Ant is rapidly becoming my favourite Java and XML processing tool. It features heavily in my next tutorial for IBM developerWorks (working title “Code Generation using XSLT”) which describes how to use XSLT as a code generation tool using an Ant based build framework. Basically using Ant + Jalopy takes all the hard work out of handling multi-step transformations that have to result in nice clean Java code.
The tutorial also discusses XSLT meta-stylesheets which is a pretty powerful technique that I’ve successfully used when building XML/XSLT web page templating systems. Basically this involves: defining an XML template language, a meta-stylesheet to process that language and generate the final XSLT stylesheet to apply to your data. This avoids the limitations of a single step transformation. E.g. the need to carry around extra context as exhibited in Example 10 in this article “Template Languages in XSLT“.
I’ve previously written up how to use meta-stylesheets in Cocoon.
You can also do a lot of XML pipelining with Ant as this excellent XML.com article illustrates.
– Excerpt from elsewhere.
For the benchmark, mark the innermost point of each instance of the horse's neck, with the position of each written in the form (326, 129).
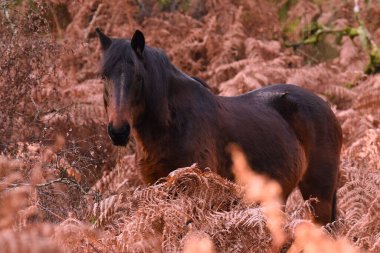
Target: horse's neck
(161, 117)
The XSLT support also came in useful recently during a migration from Weblogic to JBoss. I was able to whip up some XSLT stylesheets that allowed the automatic conversion of our Weblogic deployment descriptors into the JBoss equivalents. We did this originally because it was easier than going through an changing all the descriptors manually as we were trying to maintain support for both platforms.
Whilst tinkering with Spooky (really must upload the final working version) it finally dawned on me that Ant provides a good way to write cross-platform scripts in general, not just build scripts. The installation is easy, and there’s more than enough functionality there to handle any task you care to think of. Wonder if anyone has produced an application installer using Ant?
Anyway, tip of the hat to the Ant developers. Nice one.
Ant is still quite cryptic. Is there some GUI tool that would simplify creation of Ant file?